Rantai Pasok Dinilai Jadi Kunci Menjaga Inflasi Pangan di Tengah Ancaman El Nino

Oleh Aditya Yohan
SHARE   :

Rantai Pasok Dinilai Jadi Kunci Menjaga Inflasi Pangan di Tengah Ancaman El Nino
Foto: (Sumber :Ilustrasi. Pekerja menurunkan barang dari truk untuk dipindahkan ke kapal sebagai bagian dari proses distribusi barang. (ANTARA FOTO/ADITYA NUGROHO).)

Pantau - Kelancaran rantai pasok dinilai menjadi faktor utama dalam menjaga stabilitas inflasi pangan di Indonesia di tengah ancaman El Nino dan tantangan distribusi pada negara kepulauan.

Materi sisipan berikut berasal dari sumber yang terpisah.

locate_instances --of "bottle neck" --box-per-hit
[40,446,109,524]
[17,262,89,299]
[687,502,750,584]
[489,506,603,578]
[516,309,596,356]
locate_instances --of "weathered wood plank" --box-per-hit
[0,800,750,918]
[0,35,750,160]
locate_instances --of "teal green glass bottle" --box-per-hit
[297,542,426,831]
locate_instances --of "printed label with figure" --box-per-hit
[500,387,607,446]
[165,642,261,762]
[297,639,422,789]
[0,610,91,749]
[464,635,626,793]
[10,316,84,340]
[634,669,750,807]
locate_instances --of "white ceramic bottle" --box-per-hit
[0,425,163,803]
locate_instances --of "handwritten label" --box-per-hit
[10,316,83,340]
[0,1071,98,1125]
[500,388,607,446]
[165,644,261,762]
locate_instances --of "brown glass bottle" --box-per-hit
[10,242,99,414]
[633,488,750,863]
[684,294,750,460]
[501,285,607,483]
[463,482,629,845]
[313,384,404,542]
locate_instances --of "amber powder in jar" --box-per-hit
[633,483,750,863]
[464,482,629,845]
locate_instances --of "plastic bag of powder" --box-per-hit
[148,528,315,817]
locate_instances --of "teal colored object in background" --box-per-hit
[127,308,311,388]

Pangan Masih Jadi Penyumbang Utama Inflasi

Data Badan Pusat Statistik (BPS) menunjukkan kelompok makanan, minuman, dan tembakau menjadi penyumbang terbesar inflasi tahunan Juli 2026 dengan andil 0,87 persen.

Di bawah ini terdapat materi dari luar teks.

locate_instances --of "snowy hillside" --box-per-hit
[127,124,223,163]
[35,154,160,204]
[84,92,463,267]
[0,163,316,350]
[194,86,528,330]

Inflasi kelompok tersebut tercatat sebesar 2,97 persen secara tahunan yang dipengaruhi kenaikan harga ikan segar, minyak goreng, beras, daging ayam ras, cabai merah, dan daging sapi.

Komponen harga bergejolak atau volatile food juga mencatat inflasi sebesar 2,52 persen secara tahunan dengan tekanan utama berasal dari beras, cabai merah, daging ayam ras, dan daging sapi.

Kondisi tersebut menunjukkan tekanan inflasi nasional masih didominasi sektor pangan yang sensitif terhadap perubahan cuaca dan kelancaran distribusi antardaerah.

Selain pangan, kelompok transportasi mencatat inflasi sebesar 5,12 persen akibat kenaikan harga bensin dan tarif angkutan udara, sedangkan kelompok perawatan pribadi dan jasa lainnya mengalami inflasi 9,04 persen yang dipengaruhi kenaikan harga emas perhiasan.

Distribusi Dinilai Menjadi Benteng Stabilitas Harga

Analisis tersebut menegaskan bahwa persoalan utama inflasi pangan di Indonesia tidak hanya dipengaruhi produksi, tetapi juga kemampuan menjaga rantai pasok agar distribusi pangan tetap lancar hingga ke masyarakat.

Kelancaran distribusi dinilai menjadi fondasi penting dalam menjaga ketahanan ekonomi nasional sekaligus mempertahankan daya beli masyarakat, terutama bagi kelompok berpendapatan rendah yang sebagian besar pengeluarannya digunakan untuk kebutuhan pokok.

Karakter inflasi Indonesia juga dinilai berbeda dengan negara maju karena lebih banyak dipengaruhi dinamika pangan, biaya distribusi, serta komoditas yang memiliki fluktuasi harga tinggi dibandingkan inflasi jasa maupun pertumbuhan upah.

Karena itu, pengendalian inflasi di Indonesia dinilai tidak dapat dipisahkan dari upaya menjaga pasokan serta memperkuat distribusi pangan antardaerah agar harga tetap stabil di tengah tantangan cuaca ekstrem.